Saturday, June 17, 2017

I'm going to keep adding names to this list as I find them. I'm a little amazed.
"I don't always agree with @BretStephensNYT, but when I do, I really really do." Daniel Drezner, WaPo, The Fletcher School, et al.

"Brilliant and compelling." Anthony Blinken. Deputy Secretary of State and Deputy National Security Advisor under Obama.

"Good column by good columnist; very worth a read. (Don't @ me; I already know that you feel sad about this.)" Jennifer Steinhauer. NYT Congressional reporter.

"A smart column." Steven Greenhouse, former NYT Labor Reporter. Author of “The Big Squeeze: Tough Times for the American Worker.”
It's takes a conservative ironist, a comedian, to make liberals acknowledge tacitly what they've never had the courage to admit. And they don't seem to realize they've done it.

Stephens explains Trump, and Brexit if you look at the details.

Bret Stephens for mass deportation, and not in Israel this time.
...On point after point, America’s nonimmigrants are failing our country. Crime? A study by the Cato Institute notes that nonimmigrants are incarcerated at nearly twice the rate of illegal immigrants, and at more than three times the rate of legal ones.

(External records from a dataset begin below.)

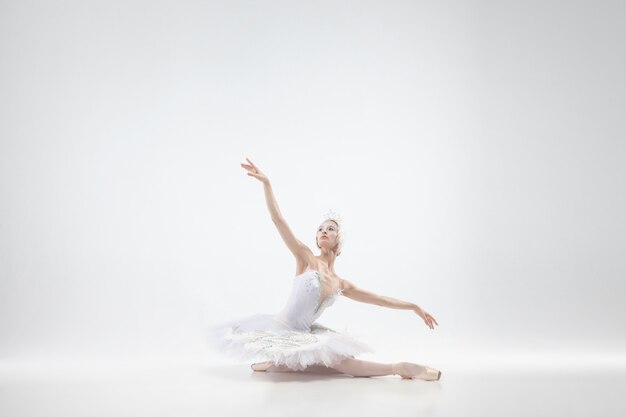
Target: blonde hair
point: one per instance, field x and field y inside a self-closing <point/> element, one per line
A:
<point x="341" y="234"/>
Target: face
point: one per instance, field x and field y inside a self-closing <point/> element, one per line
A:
<point x="327" y="234"/>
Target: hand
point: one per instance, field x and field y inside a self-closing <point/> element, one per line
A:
<point x="255" y="172"/>
<point x="428" y="319"/>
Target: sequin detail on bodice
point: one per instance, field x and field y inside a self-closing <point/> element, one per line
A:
<point x="304" y="304"/>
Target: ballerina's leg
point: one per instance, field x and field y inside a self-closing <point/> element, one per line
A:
<point x="357" y="367"/>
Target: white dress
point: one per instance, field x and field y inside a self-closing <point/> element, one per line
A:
<point x="292" y="337"/>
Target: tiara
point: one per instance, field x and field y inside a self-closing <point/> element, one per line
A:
<point x="334" y="216"/>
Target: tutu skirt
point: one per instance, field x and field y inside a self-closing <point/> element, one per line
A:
<point x="264" y="337"/>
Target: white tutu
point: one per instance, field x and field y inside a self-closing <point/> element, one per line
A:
<point x="291" y="337"/>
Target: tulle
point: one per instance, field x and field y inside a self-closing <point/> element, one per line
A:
<point x="263" y="337"/>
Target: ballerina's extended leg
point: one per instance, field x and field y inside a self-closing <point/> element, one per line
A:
<point x="406" y="370"/>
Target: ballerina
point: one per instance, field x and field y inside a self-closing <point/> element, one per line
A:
<point x="292" y="340"/>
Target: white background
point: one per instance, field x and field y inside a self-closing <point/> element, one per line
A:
<point x="474" y="149"/>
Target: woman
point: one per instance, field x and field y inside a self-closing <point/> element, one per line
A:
<point x="292" y="340"/>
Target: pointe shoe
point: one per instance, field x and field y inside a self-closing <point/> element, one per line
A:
<point x="409" y="370"/>
<point x="261" y="366"/>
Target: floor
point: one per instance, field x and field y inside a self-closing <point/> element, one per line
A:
<point x="202" y="389"/>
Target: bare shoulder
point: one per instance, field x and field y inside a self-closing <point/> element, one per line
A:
<point x="345" y="285"/>
<point x="305" y="259"/>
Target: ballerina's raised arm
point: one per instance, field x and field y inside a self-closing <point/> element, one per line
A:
<point x="300" y="251"/>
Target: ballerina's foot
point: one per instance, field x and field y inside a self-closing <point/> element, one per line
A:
<point x="261" y="366"/>
<point x="408" y="370"/>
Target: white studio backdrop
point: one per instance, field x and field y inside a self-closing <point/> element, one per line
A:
<point x="474" y="149"/>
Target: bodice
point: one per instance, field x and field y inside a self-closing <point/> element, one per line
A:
<point x="304" y="304"/>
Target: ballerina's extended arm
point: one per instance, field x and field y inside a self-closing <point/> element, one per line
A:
<point x="358" y="294"/>
<point x="299" y="249"/>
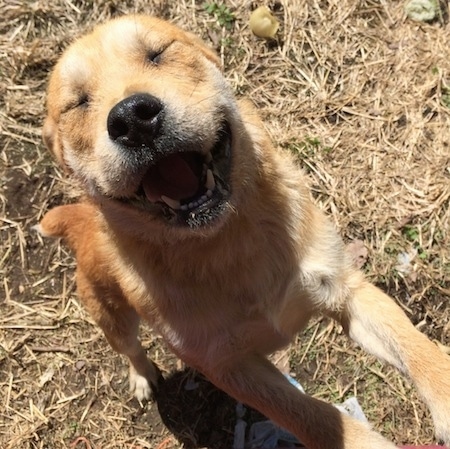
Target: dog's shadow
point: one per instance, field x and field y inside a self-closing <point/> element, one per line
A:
<point x="195" y="411"/>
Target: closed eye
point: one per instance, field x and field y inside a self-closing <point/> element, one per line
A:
<point x="81" y="102"/>
<point x="154" y="56"/>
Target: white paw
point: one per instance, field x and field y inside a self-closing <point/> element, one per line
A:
<point x="140" y="386"/>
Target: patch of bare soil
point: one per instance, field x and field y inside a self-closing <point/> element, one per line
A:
<point x="359" y="91"/>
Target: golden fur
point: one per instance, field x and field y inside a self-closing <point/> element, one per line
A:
<point x="226" y="282"/>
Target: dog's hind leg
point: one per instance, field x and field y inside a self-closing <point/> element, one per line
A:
<point x="120" y="324"/>
<point x="373" y="320"/>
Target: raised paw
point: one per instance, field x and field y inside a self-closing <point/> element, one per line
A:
<point x="140" y="386"/>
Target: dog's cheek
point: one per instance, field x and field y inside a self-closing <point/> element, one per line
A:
<point x="52" y="141"/>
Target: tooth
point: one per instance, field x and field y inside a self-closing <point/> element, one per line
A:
<point x="174" y="204"/>
<point x="210" y="182"/>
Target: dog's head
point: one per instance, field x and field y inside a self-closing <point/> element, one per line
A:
<point x="139" y="111"/>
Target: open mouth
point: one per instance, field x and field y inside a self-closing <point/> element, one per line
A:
<point x="188" y="188"/>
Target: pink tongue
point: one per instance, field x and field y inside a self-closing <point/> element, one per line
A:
<point x="172" y="177"/>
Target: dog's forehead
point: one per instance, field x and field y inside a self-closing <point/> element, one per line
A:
<point x="121" y="37"/>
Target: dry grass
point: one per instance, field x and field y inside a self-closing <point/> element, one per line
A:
<point x="361" y="93"/>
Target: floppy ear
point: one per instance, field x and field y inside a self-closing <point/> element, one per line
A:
<point x="51" y="140"/>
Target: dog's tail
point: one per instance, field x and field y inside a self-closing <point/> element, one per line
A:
<point x="68" y="222"/>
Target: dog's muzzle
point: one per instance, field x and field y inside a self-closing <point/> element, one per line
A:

Educational achievement? Just 17 percent of the finalists in the 2016 Intel Science Talent Search — often called the “Junior Nobel Prize” — were the children of United States-born parents. At the Rochester Institute of Technology, just 9.5 percent of graduate students in electrical engineering were nonimmigrants.

Religious piety — especially of the Christian variety? More illegal immigrants identify as Christian (83 percent) than do Americans (70.6 percent), a fact right-wing immigration restrictionists might ponder as they bemoan declines in church attendance.

Business creation? Nonimmigrants start businesses at half the rate of immigrants, and accounted for fewer than half the companies started in Silicon Valley between 1995 and 2005. Overall, the share of nonimmigrant entrepreneurs fell by more than 10 percentage points between 1995 and 2008, according to a Harvard Business Review study.

Nor does the case against nonimmigrants end there. The rate of out-of-wedlock births for United States-born mothers exceeds the rate for foreign-born moms, 42 percent to 33 percent. The rate of delinquency and criminality among nonimmigrant teens considerably exceeds that of their immigrant peers. A recent report by the Sentencing Project also finds evidence that the fewer immigrants there are in a neighborhood, the likelier it is to be unsafe.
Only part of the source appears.